Reverse a Linked List in Groups of Given Size

This problem was a POTD of GFG for the month of July, I think this was yesterday's potd, which I had finished just minutes before the midnight on the clock. The practicals are finished today although there wasn't much that I gave for them out of my daily time but still they take a lot of daytime. I have finished almost everything for today, if I don't count the lecture so what about a blog? 

I thought that this problem was quite interesting in terms of the simplicity it shows but the complexity it possesses, I feel that this was fairly a long time, since I handled or did something related to Linked Lists, and the problem also took much more time than I would expect, because of that reason I guess.

This problem basically examined or visualisation, or maybe your memory if you had done something like this before. 
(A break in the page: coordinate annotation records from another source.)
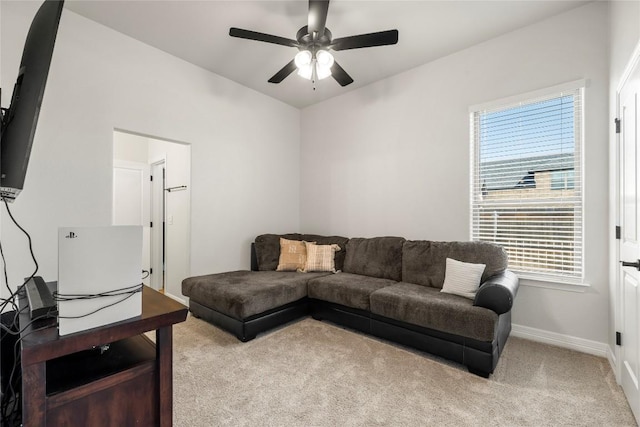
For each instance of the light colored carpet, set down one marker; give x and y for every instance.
(311, 373)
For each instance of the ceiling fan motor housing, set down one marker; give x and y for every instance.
(309, 42)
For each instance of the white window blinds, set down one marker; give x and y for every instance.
(527, 184)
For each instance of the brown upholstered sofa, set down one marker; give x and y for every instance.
(388, 287)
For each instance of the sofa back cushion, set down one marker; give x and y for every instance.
(424, 262)
(267, 247)
(375, 257)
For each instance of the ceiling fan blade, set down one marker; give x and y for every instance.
(284, 72)
(261, 37)
(340, 75)
(381, 38)
(318, 10)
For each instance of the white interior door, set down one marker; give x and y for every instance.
(131, 201)
(629, 243)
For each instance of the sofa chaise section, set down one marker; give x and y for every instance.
(246, 303)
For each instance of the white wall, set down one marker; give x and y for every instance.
(624, 38)
(101, 80)
(392, 158)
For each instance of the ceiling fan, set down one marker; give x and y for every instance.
(314, 41)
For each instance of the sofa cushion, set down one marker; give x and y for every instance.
(241, 294)
(375, 257)
(424, 262)
(428, 307)
(351, 290)
(267, 248)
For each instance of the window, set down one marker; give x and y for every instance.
(527, 182)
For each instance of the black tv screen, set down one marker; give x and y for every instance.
(20, 119)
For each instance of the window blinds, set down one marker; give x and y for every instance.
(527, 184)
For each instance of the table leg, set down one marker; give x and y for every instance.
(164, 356)
(34, 395)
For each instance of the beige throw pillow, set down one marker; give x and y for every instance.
(320, 257)
(293, 255)
(462, 278)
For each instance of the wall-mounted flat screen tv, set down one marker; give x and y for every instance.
(20, 119)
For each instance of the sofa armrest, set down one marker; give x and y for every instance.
(498, 292)
(254, 257)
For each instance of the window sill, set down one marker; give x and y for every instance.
(537, 282)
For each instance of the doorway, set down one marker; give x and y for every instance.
(152, 188)
(628, 276)
(158, 215)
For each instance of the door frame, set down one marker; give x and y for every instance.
(616, 270)
(157, 235)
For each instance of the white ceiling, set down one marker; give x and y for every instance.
(198, 32)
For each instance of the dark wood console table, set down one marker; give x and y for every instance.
(69, 381)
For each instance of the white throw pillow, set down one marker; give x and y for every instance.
(462, 278)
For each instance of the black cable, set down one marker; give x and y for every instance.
(9, 413)
(115, 292)
(128, 294)
(11, 298)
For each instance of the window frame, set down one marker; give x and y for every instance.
(575, 87)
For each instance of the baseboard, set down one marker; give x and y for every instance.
(565, 341)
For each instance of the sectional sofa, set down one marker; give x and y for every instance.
(406, 291)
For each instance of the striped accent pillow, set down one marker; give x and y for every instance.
(320, 257)
(293, 255)
(462, 278)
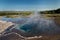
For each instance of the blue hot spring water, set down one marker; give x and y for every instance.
(39, 25)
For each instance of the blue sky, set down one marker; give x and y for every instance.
(29, 5)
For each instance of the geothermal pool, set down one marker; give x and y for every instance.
(35, 25)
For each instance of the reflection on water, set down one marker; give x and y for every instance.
(35, 25)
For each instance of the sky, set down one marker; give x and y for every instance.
(29, 5)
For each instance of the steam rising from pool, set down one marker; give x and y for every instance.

Overall, I felt that the banal idea of having to store the first number of every group and then when we get to the end number of the next group, say y, then making that number(or node whatever) point to y would do the needful, making sure that we are continuously making the elems point to the elem previous to it, because that's what we wanna do, reverse the elems of a group.

After all this mess, the last problem was making sure that we handle the condition where the group may not be complete, means there can be a group of size 5 which has just 2 elems.

Last but not the least and the most time consuming part was to make the overall last elem of the result linked list point to None, so that there would be some ending to the linked list and the list won't just point to 2 elems, back and forth making the linked list and infinite one.

So, I feel that this would be really interesting for someone who atleast have some logical thinking base for a linked list traversal or the basic operations of an ll, like removing some elems at some positions or like that.

The code has comments that are hopefully informative enough, the interesting part to look forward to is that there are 2 prevGroupElems, that is, 1 and 2, bcz if you would think about it, then you would notice that we'll have to store the first elem of the next group also before we can reach the end of that group,

for ex.: 1,2,3,     4,5,6 ,    7,8,9

with k=3, means here we have these 3 groups.

so will store 1 in prevGroupElem1 and then before I can get to 6, will also have to store 4 for later use, so that I don't have to come back for it, so that would be temporarily in the prevGroupElem2, and after getting to 6 will make 1 point to 6 and will put 4 in prevGroupElem1, making the prevGroupElem2 empty for the storage of next group's 1st element(that is 7).

I think that's it for this one.

Cya ;) 

Code:-

"""Return reference of new head of the reverse linked list

  The input list will have at least one element

  Node is defined as

class Node:

    def __init__(self, data):

        self.data = data

        self.next = None

  This is method only submission.

  You only need to complete the method.

"""

class Solution:

    def reverse(self,head, k):

        temp=head

        prevGroupElem1=None

        prevGroupElem2=None

        # newHead=None

        first=True

       

        while(temp!=None):

            # print(temp.data)

            # temp=temp.next

           

            # Do the below steps before starting of every group  

            if(prevGroupElem1==None):

                # just for the 1st time update the prevGroupElem1, otherwise

                # everytime

                # update the prevGroupElem2 further

                # print("First group and so setting prevGroupElem1 to this, that is

                # ",temp.data)

                prevGroupElem1=temp

                # prevGroupElem1.next=None

                # if(temp==None):

                    # print("HERE WE HAD A NONE VALUE!")

                # prevGroupElem1.next=None

            else:

                # print("Setting prevGroupElem2 to",temp.data)

                # prevGroupElem1.next=temp

                # prevGroupElem1=temp

                prevGroupElem2=temp

                # prevGroupElem1.next=None

           

            count=1

           

            prevNode=None

            # go for every group, one by one

            while(count<=k):

                if(temp==None):

                    # print("Temp became None in between the group counting")

                    # print("Count was",count)

                    return head

                # Saving the next node of the current node for later usage

                nextTempNode=temp.next

                temp.next=None

                # print("Here next node is",nextTempNode.data if(nextTempNode!=None)

                # else "(Next node is None!)")

               

                if(prevNode==None):

                    # for the 1st elem of every group, just update the prevNode,

                    # that's it

                    # print("Setting prevNode for first time in this group, to",

                    # temp.data)

                    prevNode=temp

                else:

                    # Means we gotta connect this temp node to that node

                    # and also update the temp node to the next node after this one

                   

                    temp.next=prevNode

                    # print("Setting the prevNode to",temp.data)

                    prevNode=temp

                   

                   

                if(count==k):

                    # If we are at the last element

                    if(first!=True):

                        # will have to make the prevGroupElem1 point to this node

                        prevGroupElem1.next=temp

                       

                        # and will also update the prevGroupElem1 to now the

                        # prevGroupElem2, so that the next new elem in a

                        # new group can be kept in the prevGroupElem2

                        prevGroupElem1=prevGroupElem2

                        # print("This wasn't first group")

                        pass

                    if(first==True):

                        # newHead=temp

                        # print("This was 1st group...setting the head to this

                        # node, that is",temp.data)

                        head=temp

                        first=False

                   

                    temp=nextTempNode

                    # print("This was group ",count)

                    # Means this group has been done and finished

                    break

               

                if(nextTempNode==None):

                    # If we won't have a next elem, then just update

                    prevGroupElem1.next=temp

                temp=nextTempNode

               

                count+=1

        # prevGroupElem1.next=None

        return head